If you read the fund information at many investment families it will often say that the manager will not invest in companies that draw a substantial portion of their revenue from a certain activity. But what is considered “substantial?”
It’s another intriguing SRI question. Consider the conflict a company such as General Electric raises. GE has been involved with nuclear power for decades. That fact alone will leave it out of the portfolios of most environmentally responsible portfolios.
But GE has also steadily morphed into a very large alternative energy company. It makes solar power products for homes, utilities and commercial customers. It makes products for the hydropower market, steam and wind turbines and equipment to improve energy efficiency. Given the market demand, undoubtedly that all represents an increasingly large segment of GE’s total revenues.
Assuming those revenues keep growing – and ignoring for the moment any other SRI flaws GE may have - at what point would GE’s environmentally positive revenues be large enough to outweigh its revenues from nuclear power? For many investors the answer is never. But for others that’s not so clear.
Matthew Zuck, fund manager for the AHA Socially Responsible Equity Fund, doesn’t own GE for a variety of reasons. But his definition of “substantial” is 5 percent. He concedes it is “arbitrary to a degree.” But he’s also trying to give his fund some flexibility while respecting the principles of his clients.
“We want to invest in companies where their primary business doesn’t involve things we don’t want to be in,” says Zuck, whose fund screens for tobacco, as well as faith-based guidelines of the U.S. Conference of Catholic Bishops. “At the same time we don’t want to be in a position where if somebody buys a company that has some ancillary operation that isn’t key to the profitability of their business, we have to sell the holding.”

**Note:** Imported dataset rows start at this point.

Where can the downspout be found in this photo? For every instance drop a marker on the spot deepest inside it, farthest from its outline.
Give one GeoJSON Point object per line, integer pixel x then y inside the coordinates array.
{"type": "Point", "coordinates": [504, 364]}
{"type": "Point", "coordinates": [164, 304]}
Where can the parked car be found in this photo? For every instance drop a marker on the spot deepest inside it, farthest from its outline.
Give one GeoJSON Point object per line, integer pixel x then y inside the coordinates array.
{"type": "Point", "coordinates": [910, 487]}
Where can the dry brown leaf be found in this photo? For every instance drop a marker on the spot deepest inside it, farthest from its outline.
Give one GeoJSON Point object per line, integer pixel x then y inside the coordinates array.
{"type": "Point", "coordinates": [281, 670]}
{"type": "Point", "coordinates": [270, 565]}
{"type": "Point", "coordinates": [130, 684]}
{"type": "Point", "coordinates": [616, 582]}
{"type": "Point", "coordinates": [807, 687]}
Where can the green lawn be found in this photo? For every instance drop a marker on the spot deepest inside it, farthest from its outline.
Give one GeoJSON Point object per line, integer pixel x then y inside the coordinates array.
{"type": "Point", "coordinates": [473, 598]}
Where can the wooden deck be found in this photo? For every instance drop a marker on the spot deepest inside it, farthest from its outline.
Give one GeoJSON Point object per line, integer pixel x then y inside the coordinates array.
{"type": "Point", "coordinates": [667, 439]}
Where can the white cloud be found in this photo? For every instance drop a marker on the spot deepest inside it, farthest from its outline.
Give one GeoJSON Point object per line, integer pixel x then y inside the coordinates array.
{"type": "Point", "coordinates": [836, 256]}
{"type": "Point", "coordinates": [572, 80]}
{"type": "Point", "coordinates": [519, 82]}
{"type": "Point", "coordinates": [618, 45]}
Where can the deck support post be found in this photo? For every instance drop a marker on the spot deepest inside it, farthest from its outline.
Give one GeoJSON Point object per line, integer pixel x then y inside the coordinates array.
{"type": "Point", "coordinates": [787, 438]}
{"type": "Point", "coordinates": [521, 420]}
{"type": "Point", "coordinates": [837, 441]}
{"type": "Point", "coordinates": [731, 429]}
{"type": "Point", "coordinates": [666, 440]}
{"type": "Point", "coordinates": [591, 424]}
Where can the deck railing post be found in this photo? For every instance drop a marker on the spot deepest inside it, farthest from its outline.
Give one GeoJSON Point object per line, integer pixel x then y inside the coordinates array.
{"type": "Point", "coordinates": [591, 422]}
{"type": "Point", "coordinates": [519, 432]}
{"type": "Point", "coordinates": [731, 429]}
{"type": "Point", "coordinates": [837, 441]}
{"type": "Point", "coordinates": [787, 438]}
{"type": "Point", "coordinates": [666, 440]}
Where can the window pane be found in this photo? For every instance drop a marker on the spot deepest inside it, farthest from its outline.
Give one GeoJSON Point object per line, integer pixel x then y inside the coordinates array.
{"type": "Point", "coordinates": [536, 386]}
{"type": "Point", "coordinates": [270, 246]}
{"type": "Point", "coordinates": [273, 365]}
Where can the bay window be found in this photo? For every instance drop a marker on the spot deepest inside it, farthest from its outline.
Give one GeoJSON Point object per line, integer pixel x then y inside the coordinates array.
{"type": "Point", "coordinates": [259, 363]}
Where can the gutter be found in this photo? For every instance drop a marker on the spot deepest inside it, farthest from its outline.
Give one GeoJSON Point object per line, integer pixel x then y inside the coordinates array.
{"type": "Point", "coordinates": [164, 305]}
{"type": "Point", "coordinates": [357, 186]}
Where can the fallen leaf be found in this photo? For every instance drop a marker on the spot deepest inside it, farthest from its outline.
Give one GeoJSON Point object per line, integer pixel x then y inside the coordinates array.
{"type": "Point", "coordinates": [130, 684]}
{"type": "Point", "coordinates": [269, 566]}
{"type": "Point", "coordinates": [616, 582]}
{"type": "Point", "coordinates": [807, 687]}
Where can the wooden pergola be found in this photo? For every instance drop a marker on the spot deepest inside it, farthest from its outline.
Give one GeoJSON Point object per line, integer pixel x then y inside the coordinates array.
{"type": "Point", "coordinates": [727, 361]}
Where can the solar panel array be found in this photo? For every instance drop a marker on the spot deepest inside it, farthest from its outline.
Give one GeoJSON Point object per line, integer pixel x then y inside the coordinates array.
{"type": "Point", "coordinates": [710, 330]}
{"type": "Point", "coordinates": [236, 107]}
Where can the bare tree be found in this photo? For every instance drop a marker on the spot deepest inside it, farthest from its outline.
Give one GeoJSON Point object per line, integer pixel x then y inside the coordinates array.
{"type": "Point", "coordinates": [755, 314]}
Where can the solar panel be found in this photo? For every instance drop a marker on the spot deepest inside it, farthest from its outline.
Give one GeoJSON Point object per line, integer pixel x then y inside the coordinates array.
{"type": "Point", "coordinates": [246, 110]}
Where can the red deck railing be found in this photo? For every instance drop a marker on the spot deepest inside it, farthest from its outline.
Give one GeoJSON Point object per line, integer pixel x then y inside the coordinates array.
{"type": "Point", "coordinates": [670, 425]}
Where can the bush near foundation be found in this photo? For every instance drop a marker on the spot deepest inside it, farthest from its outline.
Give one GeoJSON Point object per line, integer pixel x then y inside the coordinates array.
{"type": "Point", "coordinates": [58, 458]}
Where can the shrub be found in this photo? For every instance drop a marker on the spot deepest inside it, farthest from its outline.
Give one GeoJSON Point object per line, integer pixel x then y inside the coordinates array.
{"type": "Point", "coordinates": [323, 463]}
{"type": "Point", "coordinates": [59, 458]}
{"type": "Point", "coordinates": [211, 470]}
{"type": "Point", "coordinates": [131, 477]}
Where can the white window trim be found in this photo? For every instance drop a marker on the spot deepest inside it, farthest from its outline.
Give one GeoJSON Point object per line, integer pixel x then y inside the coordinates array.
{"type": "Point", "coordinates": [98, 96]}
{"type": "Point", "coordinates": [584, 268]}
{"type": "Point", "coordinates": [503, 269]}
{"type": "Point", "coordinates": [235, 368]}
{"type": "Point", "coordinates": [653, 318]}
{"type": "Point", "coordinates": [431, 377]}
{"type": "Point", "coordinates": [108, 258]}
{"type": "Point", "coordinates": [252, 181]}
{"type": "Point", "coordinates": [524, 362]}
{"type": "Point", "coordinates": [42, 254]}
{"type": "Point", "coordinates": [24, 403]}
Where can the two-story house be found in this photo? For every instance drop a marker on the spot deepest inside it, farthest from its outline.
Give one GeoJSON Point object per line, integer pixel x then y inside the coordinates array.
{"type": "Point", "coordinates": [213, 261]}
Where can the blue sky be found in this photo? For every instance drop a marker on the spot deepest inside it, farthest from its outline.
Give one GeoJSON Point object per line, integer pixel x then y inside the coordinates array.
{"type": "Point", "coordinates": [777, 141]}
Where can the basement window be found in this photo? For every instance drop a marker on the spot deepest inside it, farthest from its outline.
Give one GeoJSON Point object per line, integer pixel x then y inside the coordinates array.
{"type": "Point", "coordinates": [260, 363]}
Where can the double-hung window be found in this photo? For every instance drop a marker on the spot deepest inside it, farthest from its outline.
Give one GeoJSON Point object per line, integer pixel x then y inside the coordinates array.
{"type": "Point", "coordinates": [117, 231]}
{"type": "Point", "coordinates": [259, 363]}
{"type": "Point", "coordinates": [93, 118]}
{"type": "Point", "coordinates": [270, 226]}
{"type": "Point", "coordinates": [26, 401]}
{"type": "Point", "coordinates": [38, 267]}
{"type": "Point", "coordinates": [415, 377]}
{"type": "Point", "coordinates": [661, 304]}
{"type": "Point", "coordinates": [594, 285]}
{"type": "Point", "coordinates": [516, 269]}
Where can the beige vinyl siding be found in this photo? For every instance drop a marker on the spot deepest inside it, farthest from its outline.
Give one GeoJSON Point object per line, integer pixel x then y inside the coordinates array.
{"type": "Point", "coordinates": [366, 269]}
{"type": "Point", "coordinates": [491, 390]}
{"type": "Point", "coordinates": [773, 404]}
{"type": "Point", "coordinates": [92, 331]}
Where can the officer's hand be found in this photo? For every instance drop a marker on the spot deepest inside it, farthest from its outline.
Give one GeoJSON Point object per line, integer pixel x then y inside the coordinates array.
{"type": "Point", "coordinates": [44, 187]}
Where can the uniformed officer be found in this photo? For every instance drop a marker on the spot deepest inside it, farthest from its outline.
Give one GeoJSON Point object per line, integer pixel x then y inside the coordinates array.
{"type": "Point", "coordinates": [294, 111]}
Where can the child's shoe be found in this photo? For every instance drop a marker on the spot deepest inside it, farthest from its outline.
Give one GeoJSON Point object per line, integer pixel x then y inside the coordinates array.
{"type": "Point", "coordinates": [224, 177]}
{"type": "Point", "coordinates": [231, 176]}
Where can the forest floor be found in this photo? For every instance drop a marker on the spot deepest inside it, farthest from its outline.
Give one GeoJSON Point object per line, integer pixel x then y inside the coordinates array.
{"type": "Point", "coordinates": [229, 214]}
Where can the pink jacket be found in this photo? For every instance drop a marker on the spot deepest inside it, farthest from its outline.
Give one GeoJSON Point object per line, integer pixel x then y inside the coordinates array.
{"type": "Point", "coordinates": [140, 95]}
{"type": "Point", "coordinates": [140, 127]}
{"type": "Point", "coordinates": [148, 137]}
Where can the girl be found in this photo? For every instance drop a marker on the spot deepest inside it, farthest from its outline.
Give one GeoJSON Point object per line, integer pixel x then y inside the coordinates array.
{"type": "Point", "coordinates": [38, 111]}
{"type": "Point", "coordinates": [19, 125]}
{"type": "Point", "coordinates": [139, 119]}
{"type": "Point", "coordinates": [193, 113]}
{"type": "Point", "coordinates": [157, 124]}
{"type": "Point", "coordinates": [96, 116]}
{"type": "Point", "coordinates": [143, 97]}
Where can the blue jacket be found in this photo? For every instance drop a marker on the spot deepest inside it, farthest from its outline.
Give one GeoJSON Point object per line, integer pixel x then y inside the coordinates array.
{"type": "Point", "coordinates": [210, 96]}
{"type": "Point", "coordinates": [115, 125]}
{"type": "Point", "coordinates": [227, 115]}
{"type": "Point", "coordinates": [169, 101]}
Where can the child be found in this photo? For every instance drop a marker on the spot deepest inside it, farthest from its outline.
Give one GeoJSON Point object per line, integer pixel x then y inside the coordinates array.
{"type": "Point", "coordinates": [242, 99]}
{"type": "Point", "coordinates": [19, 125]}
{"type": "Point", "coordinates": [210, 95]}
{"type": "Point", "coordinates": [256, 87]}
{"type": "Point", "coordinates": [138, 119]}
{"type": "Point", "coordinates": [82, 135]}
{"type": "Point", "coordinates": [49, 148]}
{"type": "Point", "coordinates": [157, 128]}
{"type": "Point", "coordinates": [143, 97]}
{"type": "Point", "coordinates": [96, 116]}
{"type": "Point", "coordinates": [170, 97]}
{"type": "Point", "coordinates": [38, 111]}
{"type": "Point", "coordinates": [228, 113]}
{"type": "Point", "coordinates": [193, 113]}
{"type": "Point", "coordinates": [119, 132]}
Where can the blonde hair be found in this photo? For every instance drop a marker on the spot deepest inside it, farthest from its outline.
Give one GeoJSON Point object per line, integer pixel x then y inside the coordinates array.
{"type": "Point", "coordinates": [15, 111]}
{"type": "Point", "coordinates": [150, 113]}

A case in point: Zuck’s fund includes Emerson Electric, a large industrial company that is in the wind turbine business. But Emerson also derives some revenues from nuclear power. The AHA Socially Responsible Equity Fund screens for nuclear power.
“They are involved with some equipment for nuclear power plants but it’s minimal,” Zuck says of Emerson. “It’s not really material.”
Is this a compromise of principles? Only if you take an all or nothing view of socially responsible investing. But consider the position of Arthur Ally, founder of the Timothy Plan, on his investing niche - morally responsible investing.
“We have a zero tolerance in a very subjective arena,” he says. “When you operate on biblical principles you start out with the understanding that there are none righteous. There’s no such thing as a righteous company. There is a difference between those who are passively unrighteous and those who are pursuing an unholy agenda.”